Dr. Bird’s Advice For Sad Poets: Review

Dr. Bird's Advice For Sad Poets: Review. By Alex Crisp.

Dr. Bird’s Advice For Sad Poets: Review. By Alex Crisp.

James Whitman is a tremulous teen with a difficult home-life, a crush on the cutest girl in school, and a mysteriously vanished sister. He talks to an imaginary psychiatrist because his father doesn’t believe he’s mentally ill, therefore refusing to pay for him to see an actual one. All of these threads inform a manic, overstuffed comedy-drama that’s never sure what it wants to be.                 

Performance-wise, most commendable is Tom Wilkinson, whose avuncular warmth makes Dr. Bird—the imaginary psychiatrist who also happens to be a pigeon—the most real character in the film. Jason Isaacs showcases his talent for accents as Whitman’s father, and Lucas Jade Zumann, playing the teenaged James Whitman, does what I’d describe as a pretty good Woody Allen impression during the first act. Allen’s directorial mien is also the touchstone for director Yaniv Raz’s approach here, but unlike Allen, Raz displays a complete lack of discipline and self-control—someone has let him play in the Microsoft video-editor sandbox without supervision.
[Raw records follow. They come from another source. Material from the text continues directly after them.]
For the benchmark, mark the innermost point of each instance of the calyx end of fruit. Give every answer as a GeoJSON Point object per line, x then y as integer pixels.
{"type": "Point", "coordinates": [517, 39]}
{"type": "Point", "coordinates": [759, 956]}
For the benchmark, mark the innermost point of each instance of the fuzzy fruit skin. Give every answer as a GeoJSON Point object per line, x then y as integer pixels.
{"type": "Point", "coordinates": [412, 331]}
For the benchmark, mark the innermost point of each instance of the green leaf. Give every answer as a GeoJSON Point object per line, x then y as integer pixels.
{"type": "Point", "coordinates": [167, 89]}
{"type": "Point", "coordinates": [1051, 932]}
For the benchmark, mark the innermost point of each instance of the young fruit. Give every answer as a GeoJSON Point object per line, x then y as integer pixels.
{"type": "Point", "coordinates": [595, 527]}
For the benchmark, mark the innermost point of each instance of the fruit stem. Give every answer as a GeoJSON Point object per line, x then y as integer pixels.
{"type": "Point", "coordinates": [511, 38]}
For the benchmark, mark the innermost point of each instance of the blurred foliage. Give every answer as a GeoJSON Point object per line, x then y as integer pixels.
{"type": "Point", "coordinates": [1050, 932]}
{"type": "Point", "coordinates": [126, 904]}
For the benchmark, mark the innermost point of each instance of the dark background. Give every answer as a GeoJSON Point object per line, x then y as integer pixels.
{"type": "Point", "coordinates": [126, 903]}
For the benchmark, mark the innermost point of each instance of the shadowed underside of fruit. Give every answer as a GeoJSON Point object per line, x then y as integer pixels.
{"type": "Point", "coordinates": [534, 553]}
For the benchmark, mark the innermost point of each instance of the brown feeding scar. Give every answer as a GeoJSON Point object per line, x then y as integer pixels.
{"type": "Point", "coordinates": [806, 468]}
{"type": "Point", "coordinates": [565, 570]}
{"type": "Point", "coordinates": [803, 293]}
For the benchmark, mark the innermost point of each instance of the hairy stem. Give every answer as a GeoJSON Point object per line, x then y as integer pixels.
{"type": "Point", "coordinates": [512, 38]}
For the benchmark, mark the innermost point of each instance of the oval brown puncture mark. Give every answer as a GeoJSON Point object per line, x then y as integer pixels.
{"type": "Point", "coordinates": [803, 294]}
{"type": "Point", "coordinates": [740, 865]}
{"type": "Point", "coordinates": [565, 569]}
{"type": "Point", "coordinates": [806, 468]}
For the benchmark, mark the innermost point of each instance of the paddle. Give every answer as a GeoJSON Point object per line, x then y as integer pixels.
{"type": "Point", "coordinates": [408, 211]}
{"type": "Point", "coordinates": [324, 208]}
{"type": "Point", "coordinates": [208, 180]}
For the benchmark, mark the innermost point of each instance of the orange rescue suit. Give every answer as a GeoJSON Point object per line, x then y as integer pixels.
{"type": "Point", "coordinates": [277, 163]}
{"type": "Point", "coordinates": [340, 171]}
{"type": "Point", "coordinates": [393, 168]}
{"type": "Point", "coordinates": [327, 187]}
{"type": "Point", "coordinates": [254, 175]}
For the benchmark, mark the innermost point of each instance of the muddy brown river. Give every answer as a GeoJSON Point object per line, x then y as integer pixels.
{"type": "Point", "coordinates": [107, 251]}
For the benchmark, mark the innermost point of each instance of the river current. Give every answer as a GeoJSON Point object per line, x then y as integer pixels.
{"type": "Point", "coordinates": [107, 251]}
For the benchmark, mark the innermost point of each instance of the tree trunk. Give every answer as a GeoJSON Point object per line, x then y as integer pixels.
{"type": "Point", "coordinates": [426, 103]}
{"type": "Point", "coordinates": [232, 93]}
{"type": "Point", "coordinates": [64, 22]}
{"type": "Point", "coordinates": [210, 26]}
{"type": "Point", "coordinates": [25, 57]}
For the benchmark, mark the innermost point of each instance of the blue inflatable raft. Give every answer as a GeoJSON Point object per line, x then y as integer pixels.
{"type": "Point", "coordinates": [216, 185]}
The rapidity of kooky cuts, visual tricks and editing folderol turns the viewing experience into a ride on a demented merry-go-round, and not in a good way.



So the direction lets the comedy down, and the screenplay lets the drama down too. The final act leaves the fun-park behind, delving deeper into the mystery of Whitman’s missing sister. That mystery has a prosaic resolution, but the simplicity isn’t reflected in the writing. Dialogue can only handle so much plot before the plot starts to drown the words, and that’s what happens in Whitman’s closing exchanges with his family.

It’s in these exchanges that Dr Bird’s essential theme is rammed home. The troubled teenager realises he has to change his equally troubled family’s outdated attitudes towards mental illness. The teen’s father suffers from the same panic-problems that he does, but is misunderstood because of his anger. There’s nothing wrong with those ideas, they just fall flat for lack of craft. Such misgivings might be redundant though. Yaniv Raz’s gimmickry is so distracting that it would’ve be impossible to ignore however good the screenplay was. The serendipitous outcome is that Raz didn’t spoil a better one than this.